I've pin-pointed a number of activities that would positively improve my life, but am having trouble implementing them because I seem to either have no self control or willpower or am impressively lazy and good at procrastination. Help me gain some?
I'm becoming increasingly convinced I am the single laziest person on the planet. I have a number of "good" habits I'd like to implement: eating healthier, exercising on a semi-daily basis, creating things (I'm big into design and photography), writing... but I just can't force myself to do them.
(For a little context: This question has become particularly pertinent because I'm trying to quit smoking because I hate it. I've set a date — my return to the States in two weeks after several months abroad — and am tapering down until then. I'm just becoming increasingly scared, given my inability to control anything else in my life, that I'll fall back into the habit even removed from the circumstances under which I started smoking. I put this in a small font because, while stop-smoking tips will be welcome, this really is a problem in every area of my life and I'd appreciate more general help.)
I'm not an unhealthy person (besides that little factoid above): I'm within an acceptable weight range and a vegetarian who eats (I think) a pretty wide range of healthy meals and who enjoys cooking. I just don't know how to not
go buy a chocolate at the store, or how to not
eat those chips sitting on the counter even though I just ate a substantial lunch. Nor can I force myself to get up and go to the gym, or go for a run; once I've established a daily exercise habit, I can usually keep that up for weeks (or, in one glorious example, months) — but once I fall off the wagon, I'm off the damn wagon for a long
This goes for creative pursuits as well: I love drawing / photography / design / writing, but once I fall into a creative "rut" of sorts, I'll just quit. I just don't have the desire to open Illustrator or even a notepad. I literally cannot make myself do it. I'll just spend my days in stasis watching television shows online or mindlessly surfing the internet. I hate it, but I just can't make myself do anything else.
I've tried using tools like Joe's Goals
to track good habits, but it doesn't work: as soon as I see a long stretch of failures I get too sad and stop using it. I realize you can't change everything at once, but even if I focus on one goal at a time I still fail.

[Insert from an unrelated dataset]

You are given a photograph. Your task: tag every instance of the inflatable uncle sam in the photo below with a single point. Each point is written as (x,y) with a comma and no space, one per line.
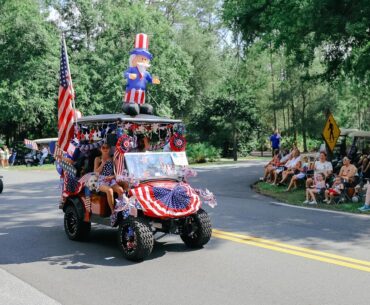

I realize I've rambled quite a bit here so I'll try to summarise my question: How do I fight incredible procrastination and laziness and force myself to adopt simple, healthy lifestyle habits and work on the creative activities I enjoy? Can lack of will power / overwhelming laziness actually be overcome? I'm not looking to lose weight or implement massive
change, but rather adopt simple healthy-person habits. Any tips? Books/tips/techniques/anything will be welcomed.